不動産売買の場合、売買契約を締結後から決済・物件引渡しまでに約1~3ヶ月程度要するケースが殆どです。その間に契約当事者が亡くなってしまった場合、その契約はどうなるのでしょうか?


1.残金決済前に売主が亡くなった場合
残代金の支払請求権・物件引渡義務・登記の移転義務があるので相続人が承継することになる。

2.残金決済前に買主が亡くなった場合
 売主同様に支払義務・物件引渡請求権・移転登記の請求権があるので相続人が承継することになる。ゆえに、相続人に売買契約を引き継ぐ意思がなければ、手付金放棄による契約解除となる。

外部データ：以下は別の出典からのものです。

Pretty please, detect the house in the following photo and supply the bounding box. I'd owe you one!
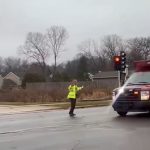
[93,70,133,80]
[4,72,21,86]
[0,72,22,89]
[93,71,133,89]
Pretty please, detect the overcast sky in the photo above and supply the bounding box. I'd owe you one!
[0,0,150,63]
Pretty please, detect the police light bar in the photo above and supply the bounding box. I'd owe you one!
[134,60,150,72]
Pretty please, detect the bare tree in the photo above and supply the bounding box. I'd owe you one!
[78,40,106,71]
[78,40,98,67]
[19,32,50,75]
[47,26,68,74]
[128,37,150,61]
[102,35,124,62]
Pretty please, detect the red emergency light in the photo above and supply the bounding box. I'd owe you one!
[134,60,150,72]
[114,56,121,63]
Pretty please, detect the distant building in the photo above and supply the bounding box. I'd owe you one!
[0,72,22,89]
[93,70,133,80]
[4,72,21,86]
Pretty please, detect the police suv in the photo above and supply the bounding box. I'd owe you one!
[112,61,150,116]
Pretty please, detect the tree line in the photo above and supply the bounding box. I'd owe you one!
[0,26,150,82]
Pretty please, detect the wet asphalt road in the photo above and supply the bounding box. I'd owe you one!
[0,107,150,150]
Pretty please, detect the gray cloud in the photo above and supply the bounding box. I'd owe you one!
[0,0,150,60]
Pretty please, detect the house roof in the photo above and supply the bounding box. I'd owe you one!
[93,70,133,79]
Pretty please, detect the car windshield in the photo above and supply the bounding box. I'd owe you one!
[125,72,150,85]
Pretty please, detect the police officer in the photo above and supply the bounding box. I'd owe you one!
[67,80,83,116]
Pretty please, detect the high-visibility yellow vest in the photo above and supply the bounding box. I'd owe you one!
[67,85,82,99]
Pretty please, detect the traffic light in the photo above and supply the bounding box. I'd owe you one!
[120,51,126,71]
[114,56,121,71]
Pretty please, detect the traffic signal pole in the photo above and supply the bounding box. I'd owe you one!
[118,70,121,87]
[114,51,127,87]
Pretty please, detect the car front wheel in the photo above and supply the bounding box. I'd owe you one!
[117,111,127,117]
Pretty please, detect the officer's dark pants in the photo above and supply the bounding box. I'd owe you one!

3.融資承認済みの状態で残金決済前に買主が亡くなった場合
融資の内諾を得ている場合には、ローン条項による解約はできない可能性が高い。しかし、融資の内諾が得られているといっても、それは死亡した買主との間であって、相続人との間のものではないので、通常の金融機関の扱いとしては、融資の申込自体がなかったものとして取り扱われる。したがって、もし相続人が売買契約を引き継ぐのであれば改めて相続人が融資の申込をしなければならない。売主と金融機関の調整・協議も複雑になるので、とりあえずは一旦白紙解約になるケースが多い。

私も今から20年前に一度だけ土地売買契約締結後、買主が死亡した経験があります。1週間後に土地決済、その3日後に結婚式を挙げる予定のお客様でした。売主の仲介業者と買主の両親と協議して白紙解除としました。ハウスメーカーの紹介のお客様でしたが、ハウスメーカーとの建物請負契約も白紙解除となりました。